Jezus zegt hier twee dingen: we hebben het niet alleen moeilijk met vijf, tien of vijftien minuten stil zitten zonder dat ons denken afdwaalt naar gedachten die ons ego veilig acht, maar we hebben het ook moeilijk zelfs maar te denken over de noodzaak om vijf, tien of vijftien minuten stil te zitten.
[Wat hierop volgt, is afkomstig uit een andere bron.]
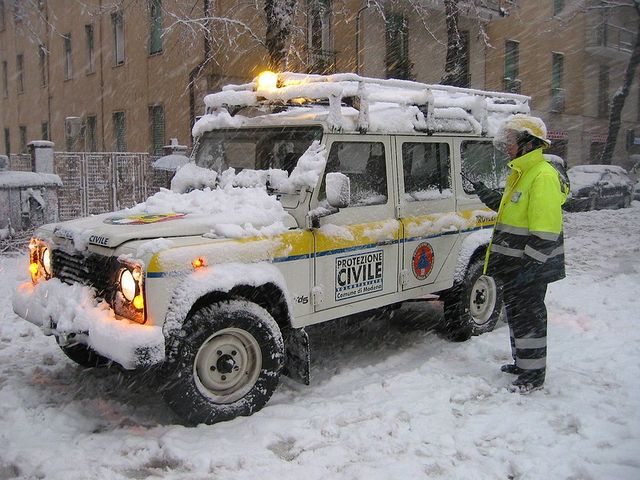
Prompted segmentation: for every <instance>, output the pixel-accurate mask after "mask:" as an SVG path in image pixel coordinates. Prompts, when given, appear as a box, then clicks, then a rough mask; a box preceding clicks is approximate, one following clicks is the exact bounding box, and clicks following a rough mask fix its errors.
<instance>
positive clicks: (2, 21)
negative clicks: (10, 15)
mask: <svg viewBox="0 0 640 480" xmlns="http://www.w3.org/2000/svg"><path fill="white" fill-rule="evenodd" d="M4 14H5V9H4V0H0V30H4V25H5V23H4Z"/></svg>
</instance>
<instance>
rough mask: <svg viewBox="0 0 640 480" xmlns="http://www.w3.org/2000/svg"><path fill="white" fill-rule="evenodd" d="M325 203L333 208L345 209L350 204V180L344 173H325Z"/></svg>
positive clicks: (332, 172) (334, 172)
mask: <svg viewBox="0 0 640 480" xmlns="http://www.w3.org/2000/svg"><path fill="white" fill-rule="evenodd" d="M326 192H327V202H328V203H329V205H330V206H332V207H333V208H345V207H348V206H349V203H350V202H351V180H349V177H347V176H346V175H345V174H344V173H340V172H332V173H327V177H326Z"/></svg>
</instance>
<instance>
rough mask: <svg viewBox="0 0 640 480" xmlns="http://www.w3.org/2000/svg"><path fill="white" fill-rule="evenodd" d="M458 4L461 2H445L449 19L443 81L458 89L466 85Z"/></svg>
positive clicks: (452, 1) (445, 0) (445, 12)
mask: <svg viewBox="0 0 640 480" xmlns="http://www.w3.org/2000/svg"><path fill="white" fill-rule="evenodd" d="M458 2H459V0H444V6H445V14H446V17H447V18H446V21H447V60H446V63H445V66H444V74H443V75H442V80H441V83H442V84H443V85H453V86H456V87H460V86H463V85H464V79H463V78H462V72H463V70H464V68H463V66H462V65H461V64H460V62H461V61H462V41H461V39H460V30H459V28H458V21H459V18H460V10H459V8H458Z"/></svg>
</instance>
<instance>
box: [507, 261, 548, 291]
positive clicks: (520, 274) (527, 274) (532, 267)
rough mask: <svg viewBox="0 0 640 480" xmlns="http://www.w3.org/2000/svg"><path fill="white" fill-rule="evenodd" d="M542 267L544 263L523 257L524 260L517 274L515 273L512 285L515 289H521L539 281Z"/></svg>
mask: <svg viewBox="0 0 640 480" xmlns="http://www.w3.org/2000/svg"><path fill="white" fill-rule="evenodd" d="M543 267H544V263H542V262H538V261H537V260H534V259H532V258H531V257H528V256H526V255H525V259H524V260H522V262H521V267H520V269H519V270H518V273H516V276H515V277H514V279H513V282H512V284H513V285H514V286H517V287H522V286H524V285H531V284H532V283H535V282H537V281H540V280H541V278H540V275H541V274H542V269H543Z"/></svg>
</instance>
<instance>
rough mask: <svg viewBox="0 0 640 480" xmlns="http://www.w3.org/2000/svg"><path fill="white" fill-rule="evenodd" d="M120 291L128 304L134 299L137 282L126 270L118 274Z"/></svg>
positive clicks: (128, 270) (134, 297)
mask: <svg viewBox="0 0 640 480" xmlns="http://www.w3.org/2000/svg"><path fill="white" fill-rule="evenodd" d="M120 291H121V292H122V295H124V298H126V299H127V300H129V301H130V302H131V301H133V299H134V298H135V297H136V291H137V282H136V280H135V278H133V273H132V272H131V270H129V269H128V268H123V269H122V271H121V273H120Z"/></svg>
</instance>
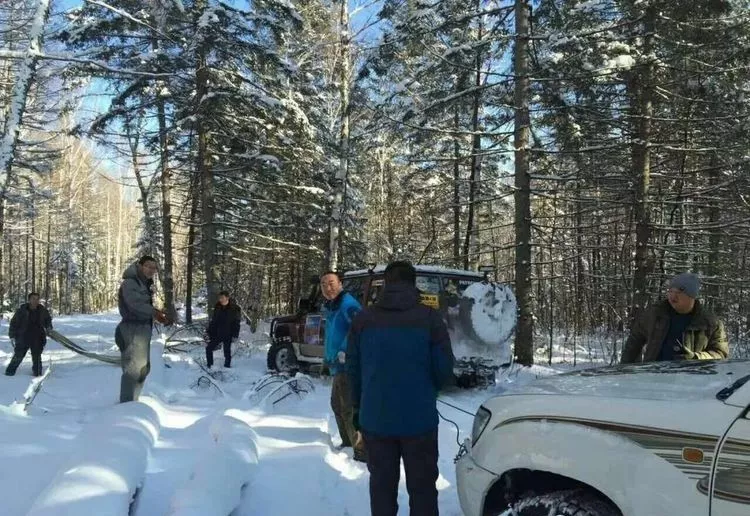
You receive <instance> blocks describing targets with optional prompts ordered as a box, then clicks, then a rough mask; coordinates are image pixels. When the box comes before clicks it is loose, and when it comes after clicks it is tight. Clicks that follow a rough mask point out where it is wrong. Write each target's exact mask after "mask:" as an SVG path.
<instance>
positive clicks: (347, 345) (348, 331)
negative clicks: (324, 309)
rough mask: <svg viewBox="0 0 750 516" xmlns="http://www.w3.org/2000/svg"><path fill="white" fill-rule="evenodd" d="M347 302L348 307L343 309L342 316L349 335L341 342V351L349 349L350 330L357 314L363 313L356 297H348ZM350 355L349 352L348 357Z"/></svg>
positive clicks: (347, 295)
mask: <svg viewBox="0 0 750 516" xmlns="http://www.w3.org/2000/svg"><path fill="white" fill-rule="evenodd" d="M345 300H346V301H347V303H346V305H345V306H343V307H341V310H342V312H343V313H342V314H341V315H342V316H343V317H344V321H345V322H346V332H347V335H346V336H345V337H344V338H343V339H342V340H341V344H340V346H341V348H340V349H339V351H347V349H348V348H349V345H348V340H349V330H350V329H351V327H352V321H354V318H355V317H357V314H359V312H361V311H362V305H360V304H359V301H357V300H356V299H354V296H350V295H347V296H346V298H345ZM348 354H349V353H348V352H347V355H348Z"/></svg>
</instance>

Jezus steekt hier echter geen terechtwijzende vinger op want hij leert ons te herkennen dat onze ‘mislukkingen’ niet afkomstig zijn van zonde, maar van angst; bij de eerste wordt je gestraft, bij de laatste wordt je op liefdevolle manier gecorrigeerd.
(5:3) Je vergeet dikwijls aan de korte toepassingen van het idee van de dag te denken en je hebt nog niet de gewoonte aangenomen het idee als een automatisch antwoord op verleidingen te gebruiken.
Jezus zegt hier nog eens dat hij het weet dat we vergeten en dat is oké. Dit is een cursus waarvan het doel is het onjuiste dat we ons aangeleerd hebben door vergeving ongedaan te maken, niet door het inboezemen van angst en schuld en dit door straf alleen maar aan te sterken.